Je vais continuer pour retracer le parcours de guerre de Jules Cordonnier, suivant ses pas à travers les tranchées, les champs de bataille et les villages dévastés de la Somme et l’Aisne.
Dans Généatique, je vais pouvoir utiliser la carte de migration de Jules Cordonnier pour marquer les différents lieux où Jules a servi pendant la guerre. Cela permettra de visualiser son parcours et de mieux comprendre les événements auxquels il a été confronté.
Lettres et des récits de souvenirs familiaux
En complément des documents officiels, les témoignages et les récits de famille peuvent fournir des informations précieuses sur les expériences et les sentiments de notre soldat pendant ses tribulations militaires. C’est un peu trop ancien pour en parler à des membres de la famille plus âgés, mais ils peuvent avoir entendus des récits intéressants, explorez aussi les correspondances ou les journaux personnels, et recherchez des publications locales ou des archives locales et en ligne pour découvrir des anecdotes et des détails sur la vie de votre soldat. Les lettres, journaux, carnets de guerre, photographies et autres documents personnels peuvent fournir des détails sur les conditions de vie, les combats, les camarades, les émotions et les souvenirs du soldat. N’oubliez pas les musées et les collections privées des lieux de combats.

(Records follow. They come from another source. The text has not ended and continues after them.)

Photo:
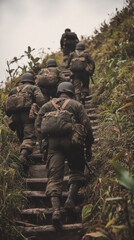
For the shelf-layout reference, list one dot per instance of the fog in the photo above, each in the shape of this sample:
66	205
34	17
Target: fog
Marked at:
40	23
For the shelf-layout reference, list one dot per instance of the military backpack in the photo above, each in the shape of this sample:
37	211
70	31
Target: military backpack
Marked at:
47	78
61	123
19	101
78	63
69	38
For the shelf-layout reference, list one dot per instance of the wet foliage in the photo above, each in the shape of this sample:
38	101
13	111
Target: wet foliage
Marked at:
109	206
109	209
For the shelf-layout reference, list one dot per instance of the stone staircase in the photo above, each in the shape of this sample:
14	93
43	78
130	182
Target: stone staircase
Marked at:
37	217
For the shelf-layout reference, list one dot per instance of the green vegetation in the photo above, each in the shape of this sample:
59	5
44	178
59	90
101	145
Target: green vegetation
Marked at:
109	213
109	208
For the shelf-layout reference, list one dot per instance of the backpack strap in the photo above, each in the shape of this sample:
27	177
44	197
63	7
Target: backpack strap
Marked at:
58	107
79	53
55	104
64	104
25	87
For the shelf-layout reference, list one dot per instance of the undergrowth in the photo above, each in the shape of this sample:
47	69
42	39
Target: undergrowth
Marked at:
109	207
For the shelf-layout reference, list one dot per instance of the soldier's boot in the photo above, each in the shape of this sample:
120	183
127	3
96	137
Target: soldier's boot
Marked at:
23	157
70	202
77	96
83	98
56	217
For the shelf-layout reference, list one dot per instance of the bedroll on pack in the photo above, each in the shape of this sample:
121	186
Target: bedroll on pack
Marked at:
69	38
47	78
78	64
58	122
19	101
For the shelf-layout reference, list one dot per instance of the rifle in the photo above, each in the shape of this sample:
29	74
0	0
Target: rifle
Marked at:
88	158
92	80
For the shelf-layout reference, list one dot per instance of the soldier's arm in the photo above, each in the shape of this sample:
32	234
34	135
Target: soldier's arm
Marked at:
84	119
91	62
61	42
38	97
38	121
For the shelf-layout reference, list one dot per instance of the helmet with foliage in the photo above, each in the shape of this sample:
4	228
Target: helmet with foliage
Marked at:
80	46
67	30
28	77
65	87
51	63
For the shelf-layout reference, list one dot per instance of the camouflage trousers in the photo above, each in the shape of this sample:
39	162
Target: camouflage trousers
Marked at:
59	150
81	82
25	130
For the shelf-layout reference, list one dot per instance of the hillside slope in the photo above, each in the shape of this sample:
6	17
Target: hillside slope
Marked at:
109	206
110	210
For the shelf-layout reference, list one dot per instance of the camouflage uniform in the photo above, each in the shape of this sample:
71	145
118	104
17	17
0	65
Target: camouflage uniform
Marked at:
60	148
24	126
67	43
81	79
51	92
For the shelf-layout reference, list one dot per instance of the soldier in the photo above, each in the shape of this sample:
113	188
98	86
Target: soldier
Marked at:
22	105
68	42
82	66
61	144
49	78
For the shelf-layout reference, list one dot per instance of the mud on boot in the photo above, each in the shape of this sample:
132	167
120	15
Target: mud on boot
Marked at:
56	217
24	161
70	202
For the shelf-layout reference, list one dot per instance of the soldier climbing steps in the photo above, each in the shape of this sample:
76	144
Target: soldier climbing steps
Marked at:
40	211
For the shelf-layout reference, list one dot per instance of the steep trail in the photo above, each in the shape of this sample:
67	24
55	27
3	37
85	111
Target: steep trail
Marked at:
37	217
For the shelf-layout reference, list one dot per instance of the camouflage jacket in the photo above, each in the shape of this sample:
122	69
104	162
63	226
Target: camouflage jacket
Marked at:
60	77
87	57
73	106
35	92
64	38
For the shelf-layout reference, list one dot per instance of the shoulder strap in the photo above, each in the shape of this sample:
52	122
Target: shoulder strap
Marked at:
25	87
65	103
58	107
79	53
55	104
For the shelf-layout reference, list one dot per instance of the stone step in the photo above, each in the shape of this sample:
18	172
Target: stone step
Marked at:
94	128
90	109
43	216
68	232
39	184
39	198
39	170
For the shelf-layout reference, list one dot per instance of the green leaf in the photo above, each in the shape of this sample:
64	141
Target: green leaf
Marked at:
124	176
86	211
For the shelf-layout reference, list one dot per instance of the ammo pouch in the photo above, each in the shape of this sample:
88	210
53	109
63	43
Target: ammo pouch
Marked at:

En discutant avec son arrière-petite-nièce, j’ai appris que Jules Cordonnier avait été cité pour son courage exemplaire et le sauvetage d’un camarade lors de la bataille de la Somme en 1916 et que son corps n’a jamais été retrouvé après son décès à l’ambulance de Verneuil (dans l’Aisne), il n’a donc jamais eu de tombe.
Par contre, grâce aux dates de sa présence au 153e et le numéro de son bataillon, il m’a été possible de retrouver une photo de groupe dans laquelle Jules est clairement identifié, à la bibliothèque locale de Maurepas dans la Somme.
Voici la reproduction d’une lettre d’avril 1917 écrite par Jules à son père, alors que son frère Joseph a été fait prisonnier récemment.
Cher Père,
J'espère que cette lettre vous trouve en bonne santé, ainsi que Mère, Emma, Georges, Marthe et les enfants. Les nouvelles du front ne sont pas des plus réjouissantes en ce moment, mais je veux que vous sachiez que je garde toujours espoir et que je pense souvent à vous tous là-bas à Lorgies. Les jours ici sont de plus en plus difficiles alors que nous nous préparons pour ce qui semble être une offensive imminente. Les tranchées sont boueuses et les rats et les poux pullulent, mais nous faisons de notre mieux pour rester forts et unis. Les officiers tentent de maintenir le ravitaillement mais on nous sert souvent plus de vin que de ragoût. J’ai été fait sergent le mois dernier. Il est difficile d'imaginer ce qui nous attend dans les prochains jours, mais je suis déterminé à faire mon devoir pour mon pays et pour vous tous à la maison. Je sais que Joseph nous manque à tous. Son absence forcée doit se faire sentir plus que jamais à la ferme en ces temps incertains. Mais je suis convaincu que nous le reverrons bientôt, sain et sauf j’espère. Nous devons garder espoir et rester forts pour lui et la ferme. Je suis reconnaissant pour votre lettre et celles que Mère m'envoie régulièrement. Elles sont comme un rayon de soleil dans ma vie quotidienne sombre et monotone. J'apprécie vraiment de savoir ce qui se passe à la maison. Sachez que je pense à vous tous chaque jour où que je sois. Je vous envoie toute mon affection alors que nous nous préparons pour les jours à venir. Prenez bien soin de vous et de Mère.
Jules
Médailles et décorations militaires
Les médailles et décorations militaires décernées aux Poilus peuvent également fournir des informations sur leur service et leurs actions pendant la guerre. Les médailles les plus courantes incluent la Croix de Guerre, la Médaille Militaire, la Légion d'Honneur et la Médaille Commémorative de la Grande Guerre. Ces décorations sont généralement répertoriées dans les archives militaires et peuvent être accompagnées de citations détaillant les actes de bravoure du soldat.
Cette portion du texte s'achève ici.